US Biometric Passports
The US has been issuing only biometric passports since October 2006. There are still some travelers in the US who have non-biometric passports issued before that date, and those passports are still valid and can be used for visas and international travel. The digital chip in a US passport can hold 64 kilobytes of data, which includes the basic passport data listed on the information page of your passport as well as a digitized version of your passport photo. Many countries who issue biometric passports also include a digital image of a fingerprint, but the US does not.

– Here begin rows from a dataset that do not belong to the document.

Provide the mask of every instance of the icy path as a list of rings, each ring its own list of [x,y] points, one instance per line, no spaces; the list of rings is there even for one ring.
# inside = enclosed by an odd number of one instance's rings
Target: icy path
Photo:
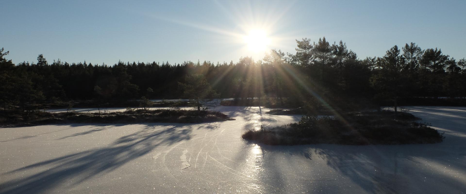
[[[236,120],[206,124],[0,128],[0,193],[464,192],[466,107],[408,108],[444,142],[260,146],[240,136],[300,117],[257,107],[219,107]]]

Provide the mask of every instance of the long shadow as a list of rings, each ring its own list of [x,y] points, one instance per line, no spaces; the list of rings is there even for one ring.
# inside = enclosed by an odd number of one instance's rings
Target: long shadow
[[[3,173],[3,175],[20,173],[43,165],[53,167],[0,184],[0,193],[43,193],[71,178],[78,179],[75,183],[77,184],[97,174],[112,171],[150,153],[158,146],[170,146],[191,138],[192,127],[190,125],[158,124],[152,127],[122,137],[103,148],[69,154]],[[168,128],[158,130],[157,127]],[[174,133],[175,131],[177,133]]]

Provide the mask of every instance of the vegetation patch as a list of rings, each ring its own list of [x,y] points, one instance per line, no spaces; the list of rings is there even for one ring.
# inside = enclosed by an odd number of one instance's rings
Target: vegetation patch
[[[3,112],[3,127],[63,123],[201,123],[234,120],[219,112],[128,108],[123,112],[52,113],[43,111]]]
[[[441,142],[444,136],[406,113],[354,112],[342,118],[303,116],[298,123],[248,131],[242,137],[268,145],[405,144]]]

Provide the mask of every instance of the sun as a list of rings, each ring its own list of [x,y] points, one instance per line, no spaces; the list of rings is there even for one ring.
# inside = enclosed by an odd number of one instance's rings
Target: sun
[[[251,30],[244,39],[249,50],[255,53],[266,51],[270,43],[270,39],[267,36],[267,33],[261,29]]]

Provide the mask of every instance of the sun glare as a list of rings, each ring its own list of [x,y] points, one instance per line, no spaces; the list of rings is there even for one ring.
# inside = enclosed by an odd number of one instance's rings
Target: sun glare
[[[244,41],[247,44],[249,50],[254,52],[265,51],[270,43],[267,33],[262,30],[253,30],[244,37]]]

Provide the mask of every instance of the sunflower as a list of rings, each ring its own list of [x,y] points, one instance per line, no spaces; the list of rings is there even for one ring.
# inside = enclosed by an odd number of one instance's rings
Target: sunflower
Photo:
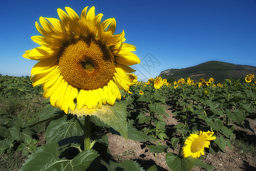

Are Biometric Passports Secure?
When biometric passports were first introduced, some privacy advocates were alarmed that they store personal data on an RFID (radio frequency) chip that can be read by a scanner without making physical contact. Indeed, in early 2006 the passport industry saw a small rush of passport applications from travelers who wanted to get new passports without the biometric chip. However, these concerns have been proved to be unfounded. The biometric passports issued by the US and other countries have security measures to ensure that they can only be read by authorized agents. Additionally, the small amount of data contained on a US biometric chip is not enough to be used for identity theft, particularly since it does not contain Social Security Number information.
Efficient Border Crossings with Automated Passport Kiosks
You’ve just gotten off a long flight back to the US, stiff and uncomfortable after hours in the plane seat, and all you want to do is to get home to clean up and relax… but when you stumble into the airport terminal, you’re faced with the long, long lines at passport control. After that, it’s more lines to clear Customs. It’s not a pretty scene.
Biometric passport technology is helping to make those long lines a thing of the past. Automated Passport Control kiosks at major US international airports allow travelers with eligible passports to use a self-service kiosk to process their entry and Customs information. It takes less than two minutes to use the kiosk, and travelers who live together can be processed at the same time. In the past few years, more and more airports have installed the automated passport kiosks. The payoff in passenger efficiency has been great enough that these airports are investing in even more kiosks, including Miami International Airport which will install an additional 44 passport control kiosks this year.
The Future of Biometric Passports
Biometric passport technology is here to stay. It’s improved immigration efficiency at airports and made passports harder to forge. The new US passport design for 2016 will embed the biometric chip in the information page of the passport, protected by a thin coating of polycarbonate (the same material used to make bulletproof windows.) 2016 is also the year that the last non-biometric US passports will expire, so by the end of the year, all valid US passports will be e-passports with the biometric chip.
More and more airports in the US will add self-service kiosks to use the biometric passports, and the airports that already use the technology will continue to add more of the kiosks. In the US, Customs and Border Patrol will roll out a program in late 2015 to allow Permanent Residents (“green card” holders) to use the kiosks when re-entering the United States. US citizens are now able to use automated passport control kiosks for immigration processing at some foreign airports, including airports in Canada, Aruba, and Abu Dhabi, and we expect that in the coming years, additional countries will open up automated kiosk services to US citizens.